Thursday, March 26, 2015

To what extent is the theme of loneliness presented in Come Back, Little Sheba?

Lola's husband, whom she annoyingly calls "Doc," is lonely too. He fell in love with her when she was young and pretty. But after they were married he came to realize that she was unintelligent and incapable of understanding him or sharing any of his intellectual or cultural interests. He had planned to become a medical doctor, but they were forced to get married because she became pregnant and he was the kind of man who would do the right thing. Instead he has become a chiropractor and does not feel like a real doctor, so every time she calls him "Doc" it is like a tiny stab, a reminder of his lost hopes. He has had a very serious drinking problem because he was obviously drinking to drown his regrets and perhaps especially to forget his fury at his dumb, well-meaning, fading wife, who trapped him into marriage and then couldn't even provide the baby or any future babies. Evidently he has vented his repressed anger at her in the past when he was drunk, and she lives in fear that he will fall off the wagon again and attack her with verbal abuse and threatened physical abuse again. They are two lonely people being lonely together. This is common in a lot of marriages, although it may be more or less concealed in most. 
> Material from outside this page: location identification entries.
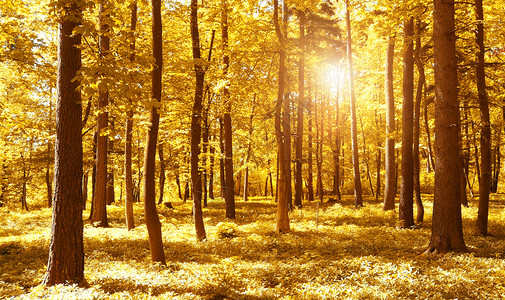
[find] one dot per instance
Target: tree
(406, 208)
(99, 215)
(447, 227)
(130, 222)
(485, 135)
(421, 82)
(150, 213)
(196, 129)
(282, 224)
(358, 193)
(229, 195)
(66, 249)
(301, 104)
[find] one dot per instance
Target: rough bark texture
(282, 224)
(196, 129)
(162, 173)
(150, 212)
(485, 135)
(99, 215)
(301, 104)
(390, 164)
(358, 192)
(229, 196)
(310, 165)
(130, 222)
(66, 249)
(406, 207)
(417, 128)
(447, 228)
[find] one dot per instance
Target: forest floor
(333, 252)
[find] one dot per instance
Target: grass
(334, 252)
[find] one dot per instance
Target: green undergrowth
(333, 252)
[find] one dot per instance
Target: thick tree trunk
(229, 196)
(99, 217)
(211, 172)
(358, 192)
(319, 151)
(66, 249)
(85, 179)
(447, 227)
(310, 179)
(367, 158)
(222, 175)
(150, 212)
(196, 129)
(417, 128)
(485, 135)
(249, 149)
(282, 224)
(299, 124)
(130, 222)
(406, 207)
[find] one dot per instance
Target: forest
(258, 149)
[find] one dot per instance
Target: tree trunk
(378, 124)
(249, 148)
(196, 129)
(367, 158)
(130, 222)
(150, 212)
(211, 172)
(282, 224)
(358, 192)
(319, 150)
(299, 124)
(99, 218)
(66, 249)
(485, 135)
(406, 207)
(85, 179)
(447, 227)
(222, 176)
(162, 172)
(310, 179)
(336, 150)
(417, 127)
(49, 187)
(229, 196)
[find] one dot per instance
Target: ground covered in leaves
(334, 252)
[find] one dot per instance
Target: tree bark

In Leo Tolstoy’s famous story “The Kreutzer Sonata,” the narrator says:



“We were like two convicts fastened to one chain, hating each other, each poisoning the life of the other and striving not to recognize the fact. I did not then realize that ninety-nine per cent of the married people live in the same hell as mine, and that it must be so. Nor did I then realize that it was so of others or true of myself."



Little Sheba was a toy dog that went missing. It either represents Lola's lost youth or her lost baby--or both.